Manoj Mitta: Jawaharlal Nehru wanted sedition law out in 1951

"Now so far as I am concerned that particular section is highly objectionable and obnoxious and it should have no place both for practical and historical reasons, if you like, in any body of laws that we might pass. The sooner we get rid of it the better." 

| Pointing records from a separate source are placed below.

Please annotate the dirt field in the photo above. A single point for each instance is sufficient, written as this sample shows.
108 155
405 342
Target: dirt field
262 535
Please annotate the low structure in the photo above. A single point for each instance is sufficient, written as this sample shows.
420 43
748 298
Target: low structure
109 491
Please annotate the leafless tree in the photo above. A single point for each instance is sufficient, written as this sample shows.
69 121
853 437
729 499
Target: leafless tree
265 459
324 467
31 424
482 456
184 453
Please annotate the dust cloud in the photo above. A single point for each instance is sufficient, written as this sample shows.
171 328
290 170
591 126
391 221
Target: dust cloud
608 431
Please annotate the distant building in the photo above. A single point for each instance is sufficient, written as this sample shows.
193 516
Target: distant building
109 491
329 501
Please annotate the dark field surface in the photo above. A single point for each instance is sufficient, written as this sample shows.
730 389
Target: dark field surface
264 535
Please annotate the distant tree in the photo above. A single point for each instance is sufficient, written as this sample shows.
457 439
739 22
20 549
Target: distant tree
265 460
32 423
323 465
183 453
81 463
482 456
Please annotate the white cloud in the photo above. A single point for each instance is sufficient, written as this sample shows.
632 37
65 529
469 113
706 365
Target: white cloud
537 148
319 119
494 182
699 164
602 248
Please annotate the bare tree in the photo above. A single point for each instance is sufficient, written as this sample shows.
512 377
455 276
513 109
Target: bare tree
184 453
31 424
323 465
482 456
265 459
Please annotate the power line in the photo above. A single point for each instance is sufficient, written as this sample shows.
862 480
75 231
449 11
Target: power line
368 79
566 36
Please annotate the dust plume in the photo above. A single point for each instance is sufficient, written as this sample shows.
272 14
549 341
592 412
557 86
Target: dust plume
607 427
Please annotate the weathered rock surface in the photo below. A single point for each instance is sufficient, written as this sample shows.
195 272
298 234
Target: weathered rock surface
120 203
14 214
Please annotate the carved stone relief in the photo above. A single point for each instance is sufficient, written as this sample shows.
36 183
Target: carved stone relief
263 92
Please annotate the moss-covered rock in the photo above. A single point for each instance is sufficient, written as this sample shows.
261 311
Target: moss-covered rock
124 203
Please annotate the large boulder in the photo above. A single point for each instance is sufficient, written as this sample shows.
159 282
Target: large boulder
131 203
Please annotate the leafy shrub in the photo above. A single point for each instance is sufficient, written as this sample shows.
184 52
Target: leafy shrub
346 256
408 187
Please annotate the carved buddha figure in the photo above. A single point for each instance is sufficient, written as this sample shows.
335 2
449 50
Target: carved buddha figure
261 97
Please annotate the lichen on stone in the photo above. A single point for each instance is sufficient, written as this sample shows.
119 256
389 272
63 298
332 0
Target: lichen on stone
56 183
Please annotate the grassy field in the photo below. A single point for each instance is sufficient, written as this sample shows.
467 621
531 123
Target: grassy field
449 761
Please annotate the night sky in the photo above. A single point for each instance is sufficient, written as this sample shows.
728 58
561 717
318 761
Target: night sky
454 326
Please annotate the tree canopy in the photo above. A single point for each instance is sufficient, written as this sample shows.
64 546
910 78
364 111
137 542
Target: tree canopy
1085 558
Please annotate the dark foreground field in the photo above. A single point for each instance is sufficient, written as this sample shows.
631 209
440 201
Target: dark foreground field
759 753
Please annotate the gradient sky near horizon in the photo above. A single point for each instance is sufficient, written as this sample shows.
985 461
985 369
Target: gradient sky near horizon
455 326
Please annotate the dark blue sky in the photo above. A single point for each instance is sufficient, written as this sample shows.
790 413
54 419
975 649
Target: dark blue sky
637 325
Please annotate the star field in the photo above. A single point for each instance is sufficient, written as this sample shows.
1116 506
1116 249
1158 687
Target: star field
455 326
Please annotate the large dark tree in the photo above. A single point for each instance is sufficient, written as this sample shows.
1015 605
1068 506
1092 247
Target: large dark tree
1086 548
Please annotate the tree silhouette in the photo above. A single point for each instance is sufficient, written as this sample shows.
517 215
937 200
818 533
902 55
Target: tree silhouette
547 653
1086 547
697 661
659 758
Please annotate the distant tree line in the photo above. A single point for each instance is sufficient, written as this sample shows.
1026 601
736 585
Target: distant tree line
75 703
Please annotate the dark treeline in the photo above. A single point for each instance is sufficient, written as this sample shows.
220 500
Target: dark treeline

Jawaharlal Nehru said this about the sedition provision, Section 124A IPC, in Parliament in 1951. The scandal of a cartoonist being thrown behind bars on the charge of sedition comes as a rude reminder, six decades later, that Nehru's promise to scrap this colonial legacy has not been kept. This is despite the fact that the sedition provision has been all through notoriously prone to abuse. Take the Gujarat high court's dismissal in April of five sedition cases filed against TOI's Ahmedabad edition in 2008 by then police commissioner O P Mathur. The provocation for those cases was a series of stories showing Mathur had been rewarded by the then home minister Amit Shah for botching up a fake encounter probe. Mathur and Shah have since been arraigned together by the CBI in the same matter. 

The most controversial conviction for sedition in recent years has been of human rights defenderBinayak Sen, while activist-author Arundhati Roy is facing prosecution for her radical views on Kashmir. The police have also slapped sedition charges on Koodankulam nuclear plant protesters. Most of the cases fly in the face of the condition on which the Supreme Court upheld the constitutionality of the sedition provision in 1962 in the Kedar Nath Singh vs Bihar case. The condition that has been lost sight of is that the sedition law must be invoked only against those found to be inciting violence or armed rebellion.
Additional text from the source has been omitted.